For the full text of the letter click here.
What Alaskans are saying
“Our rural tribal communities in Alaska are struggling right now without adequate transportation for delivery of needed supplies—medication, food and oil for heating—our shelves are near empty. Our homes are stressed with the ‘Shelter in Place’ mandate and shutdown of employment. We do not have the necessary infrastructure for internet-based options or work from home and so most people are laid off. The proposed funding that this next bill could provide would help us get through this trying and unprecedented time. We thank Senator Murkowski for always remembering us in rural Alaska,” said Tami Truett Jerue, Executive Director, Alaska Native Women's Resource Center.
“Advocates in Alaska are working to respond to domestic and sexual violence have always been frontline workers and always experienced heightened risks of being targets of violence because of their work with victims and survivors. The current coronavirus pandemic has increased risks for victims and survivors, as well as those advocates who work to provide emergency and life-saving services. We do not stop our work because of these risks. We are quickly and effectively shifting to implement strategies that increase the safety of victims—whether they seek safety in a shelter or are sequestered in the same residence as their abuser—and for advocates who respond to these conditions. These additional flexible funds would allow our agencies to be more responsive to emerging situations while moving us toward safer interventions and responses. These additional funds, with assurances that they are used in the ways intended, would save lives,” said Carmen Lowry, Executive Director, Alaska Network on Domestic Violence and Sexual Assault.
“We appreciate Senator Murkowski, Senator Klobuchar, and Senator Casey acknowledging tribal sovereignty and providing tribes with the resources needed to address domestic violence. Such action fully recognizes the federal government's trust responsibility to assist Indian Tribes in safeguarding the lives of victims.

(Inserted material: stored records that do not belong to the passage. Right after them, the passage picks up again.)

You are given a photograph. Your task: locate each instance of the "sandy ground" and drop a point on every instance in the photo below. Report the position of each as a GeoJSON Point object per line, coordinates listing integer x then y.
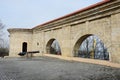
{"type": "Point", "coordinates": [46, 68]}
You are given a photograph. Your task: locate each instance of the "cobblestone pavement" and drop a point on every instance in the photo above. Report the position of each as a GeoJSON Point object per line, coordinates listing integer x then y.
{"type": "Point", "coordinates": [45, 68]}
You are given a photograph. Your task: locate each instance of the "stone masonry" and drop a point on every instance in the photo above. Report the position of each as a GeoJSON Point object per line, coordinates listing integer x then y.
{"type": "Point", "coordinates": [101, 19]}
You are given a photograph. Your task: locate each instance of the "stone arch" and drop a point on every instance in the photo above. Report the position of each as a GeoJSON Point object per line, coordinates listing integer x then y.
{"type": "Point", "coordinates": [24, 47]}
{"type": "Point", "coordinates": [52, 50]}
{"type": "Point", "coordinates": [79, 42]}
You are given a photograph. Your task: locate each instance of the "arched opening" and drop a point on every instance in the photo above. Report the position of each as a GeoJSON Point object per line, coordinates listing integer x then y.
{"type": "Point", "coordinates": [90, 46]}
{"type": "Point", "coordinates": [53, 47]}
{"type": "Point", "coordinates": [24, 47]}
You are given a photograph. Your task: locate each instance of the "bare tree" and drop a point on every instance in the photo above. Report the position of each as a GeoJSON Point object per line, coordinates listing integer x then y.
{"type": "Point", "coordinates": [3, 49]}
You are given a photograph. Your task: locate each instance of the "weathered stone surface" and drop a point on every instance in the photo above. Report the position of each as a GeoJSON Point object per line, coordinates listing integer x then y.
{"type": "Point", "coordinates": [102, 21]}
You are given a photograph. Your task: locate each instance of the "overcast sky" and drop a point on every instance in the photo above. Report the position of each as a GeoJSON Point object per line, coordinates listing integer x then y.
{"type": "Point", "coordinates": [30, 13]}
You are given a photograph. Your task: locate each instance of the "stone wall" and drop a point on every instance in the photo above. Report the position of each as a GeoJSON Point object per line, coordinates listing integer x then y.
{"type": "Point", "coordinates": [102, 21]}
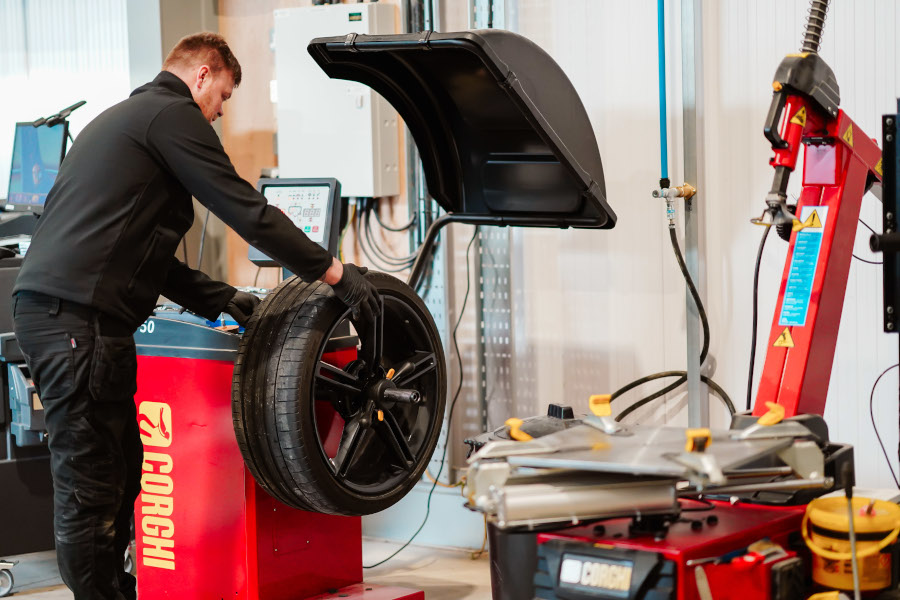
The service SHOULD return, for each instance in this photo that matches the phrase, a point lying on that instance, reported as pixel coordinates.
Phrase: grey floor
(442, 574)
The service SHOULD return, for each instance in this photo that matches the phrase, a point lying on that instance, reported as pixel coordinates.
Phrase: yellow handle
(515, 432)
(599, 405)
(832, 555)
(698, 440)
(773, 416)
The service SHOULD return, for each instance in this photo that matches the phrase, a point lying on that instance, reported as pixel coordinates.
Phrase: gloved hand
(241, 306)
(357, 293)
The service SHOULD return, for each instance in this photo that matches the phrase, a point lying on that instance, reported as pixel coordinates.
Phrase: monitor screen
(312, 204)
(37, 153)
(306, 206)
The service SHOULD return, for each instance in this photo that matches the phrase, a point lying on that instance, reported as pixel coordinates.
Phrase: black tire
(7, 582)
(309, 429)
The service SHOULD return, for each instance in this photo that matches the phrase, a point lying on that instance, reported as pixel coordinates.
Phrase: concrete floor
(442, 574)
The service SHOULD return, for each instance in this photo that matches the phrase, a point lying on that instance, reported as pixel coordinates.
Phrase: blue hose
(663, 137)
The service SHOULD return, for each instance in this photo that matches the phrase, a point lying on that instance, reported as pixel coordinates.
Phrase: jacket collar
(168, 81)
(172, 82)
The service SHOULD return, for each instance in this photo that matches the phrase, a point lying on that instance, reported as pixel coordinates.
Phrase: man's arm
(190, 149)
(196, 291)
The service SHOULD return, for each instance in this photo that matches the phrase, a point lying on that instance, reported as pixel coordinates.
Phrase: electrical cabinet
(331, 127)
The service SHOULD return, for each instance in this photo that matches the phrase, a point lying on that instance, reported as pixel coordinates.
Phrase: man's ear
(202, 75)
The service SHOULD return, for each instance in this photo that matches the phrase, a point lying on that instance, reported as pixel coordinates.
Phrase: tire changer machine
(586, 508)
(334, 417)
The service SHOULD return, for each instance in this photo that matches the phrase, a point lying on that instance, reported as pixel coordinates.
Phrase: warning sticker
(807, 245)
(799, 117)
(812, 222)
(784, 340)
(848, 135)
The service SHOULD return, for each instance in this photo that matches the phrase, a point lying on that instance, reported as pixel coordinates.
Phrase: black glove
(241, 306)
(357, 293)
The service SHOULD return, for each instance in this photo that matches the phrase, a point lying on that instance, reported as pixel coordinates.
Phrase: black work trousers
(86, 381)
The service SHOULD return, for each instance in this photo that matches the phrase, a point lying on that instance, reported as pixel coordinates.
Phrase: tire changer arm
(839, 161)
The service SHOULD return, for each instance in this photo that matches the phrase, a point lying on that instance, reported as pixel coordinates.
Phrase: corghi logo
(156, 500)
(155, 423)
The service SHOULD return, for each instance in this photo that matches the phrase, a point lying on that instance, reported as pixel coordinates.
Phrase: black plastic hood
(502, 133)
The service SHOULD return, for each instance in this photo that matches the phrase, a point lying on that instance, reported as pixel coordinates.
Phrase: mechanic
(102, 253)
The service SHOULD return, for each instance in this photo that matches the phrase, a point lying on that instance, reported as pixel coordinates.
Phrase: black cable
(682, 379)
(202, 240)
(762, 245)
(703, 353)
(437, 477)
(694, 294)
(875, 427)
(373, 252)
(381, 224)
(871, 262)
(388, 258)
(369, 254)
(384, 256)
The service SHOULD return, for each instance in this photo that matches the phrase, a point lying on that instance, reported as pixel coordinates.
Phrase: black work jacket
(121, 204)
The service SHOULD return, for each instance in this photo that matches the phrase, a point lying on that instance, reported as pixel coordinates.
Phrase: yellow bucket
(826, 532)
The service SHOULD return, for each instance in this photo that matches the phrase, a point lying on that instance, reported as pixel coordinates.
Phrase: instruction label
(807, 246)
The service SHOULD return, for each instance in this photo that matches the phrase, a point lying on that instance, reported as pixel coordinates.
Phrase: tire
(6, 582)
(335, 435)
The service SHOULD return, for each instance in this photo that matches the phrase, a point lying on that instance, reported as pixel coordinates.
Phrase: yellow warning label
(799, 117)
(811, 222)
(848, 135)
(784, 340)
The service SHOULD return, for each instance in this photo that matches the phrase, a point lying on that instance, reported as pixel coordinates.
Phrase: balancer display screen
(306, 206)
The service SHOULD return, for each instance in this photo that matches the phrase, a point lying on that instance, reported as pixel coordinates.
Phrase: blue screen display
(37, 152)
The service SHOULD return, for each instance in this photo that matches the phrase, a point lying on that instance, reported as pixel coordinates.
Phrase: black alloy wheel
(337, 415)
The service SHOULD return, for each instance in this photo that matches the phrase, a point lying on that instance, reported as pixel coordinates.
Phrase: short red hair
(204, 48)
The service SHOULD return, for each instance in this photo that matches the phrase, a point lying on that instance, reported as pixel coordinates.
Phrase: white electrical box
(331, 127)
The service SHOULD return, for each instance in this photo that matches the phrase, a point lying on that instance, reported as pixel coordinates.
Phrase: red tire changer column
(203, 527)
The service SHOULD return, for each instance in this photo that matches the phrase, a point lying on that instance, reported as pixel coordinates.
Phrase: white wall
(594, 310)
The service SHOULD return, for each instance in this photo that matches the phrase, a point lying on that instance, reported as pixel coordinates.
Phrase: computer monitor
(37, 153)
(313, 205)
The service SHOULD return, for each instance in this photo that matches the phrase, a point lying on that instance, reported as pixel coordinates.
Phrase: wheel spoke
(420, 364)
(337, 379)
(373, 345)
(348, 450)
(393, 435)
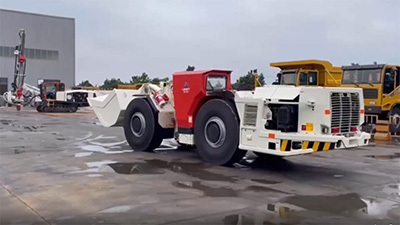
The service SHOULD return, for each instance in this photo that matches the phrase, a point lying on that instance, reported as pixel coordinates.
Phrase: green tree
(190, 68)
(85, 83)
(144, 78)
(111, 84)
(247, 82)
(158, 80)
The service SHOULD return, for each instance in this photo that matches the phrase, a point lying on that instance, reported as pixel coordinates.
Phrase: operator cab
(298, 77)
(216, 82)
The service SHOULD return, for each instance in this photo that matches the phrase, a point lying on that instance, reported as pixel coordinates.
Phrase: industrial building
(49, 47)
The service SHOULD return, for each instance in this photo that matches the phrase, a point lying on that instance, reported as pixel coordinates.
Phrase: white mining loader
(202, 110)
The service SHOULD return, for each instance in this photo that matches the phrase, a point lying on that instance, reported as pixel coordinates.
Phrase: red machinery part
(19, 93)
(190, 92)
(22, 58)
(159, 99)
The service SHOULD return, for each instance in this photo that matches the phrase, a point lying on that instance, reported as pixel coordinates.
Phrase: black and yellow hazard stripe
(286, 145)
(316, 146)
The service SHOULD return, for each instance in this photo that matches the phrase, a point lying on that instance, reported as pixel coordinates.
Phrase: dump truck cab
(380, 84)
(200, 109)
(308, 73)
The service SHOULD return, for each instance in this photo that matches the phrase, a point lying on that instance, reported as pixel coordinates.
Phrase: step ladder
(382, 130)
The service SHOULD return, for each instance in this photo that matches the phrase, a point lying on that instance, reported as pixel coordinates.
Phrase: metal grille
(250, 115)
(370, 93)
(345, 111)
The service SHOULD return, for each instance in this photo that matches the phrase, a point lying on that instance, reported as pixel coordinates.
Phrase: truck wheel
(39, 108)
(395, 111)
(140, 126)
(267, 157)
(216, 133)
(73, 109)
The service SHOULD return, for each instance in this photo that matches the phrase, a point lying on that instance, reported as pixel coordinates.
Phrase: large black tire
(216, 133)
(268, 157)
(141, 128)
(73, 109)
(395, 111)
(39, 108)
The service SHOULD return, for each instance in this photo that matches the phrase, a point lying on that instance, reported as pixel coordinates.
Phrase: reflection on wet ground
(134, 168)
(393, 156)
(27, 128)
(221, 191)
(294, 209)
(263, 181)
(156, 166)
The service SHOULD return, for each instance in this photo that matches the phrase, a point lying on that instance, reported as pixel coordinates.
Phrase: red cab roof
(202, 72)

These resources encompass critical funding needs to help protect tribal communities and provide services to victims of domestic and sexual violence with the ongoing challenges presented by the COVID-19 public health emergency and crisis,” said Lucy Simpson, Executive Director, National Indigenous Women’s Resource Center
In addition, both letters are currently supported by the following organizations:
Alaska Native Women’s Resource Center; Asian Pacific Institute on Gender-Based Violence; Break the Cycle; California Coalition Against Sexual Assault; Casa de Esperanza: National Latin@ Network for Healthy Families and Communities; Futures Without Violence; Jewish Women International; Legal Momentum; National Alliance to End Sexual Violence; National Coalition Against Domestic Violence; National Council of Jewish Women; National Council of Juvenile and Family Court Judges; National Domestic Violence Hotline; National Indigenous Women’s Resource Center; National Network to End Domestic Violence; National Organization of Sisters of Color Ending Sexual Assault; National Resource Center on Domestic Violence; Pennsylvania Coalition Against Domestic Violence; Pennsylvania Coalition Against Rape; StrongHearts Native Helpline; Tahirih Justice Center; Ujima, Inc.: The National Center on Violence Against Women in the Black Community; YWCA USA.
In March of 2020, Senators Murkowski, Klobuchar, and Casey led their colleagues in a letter calling on the Administration to ensure service providers have the flexibility and resources to help victims and survivors of domestic violence.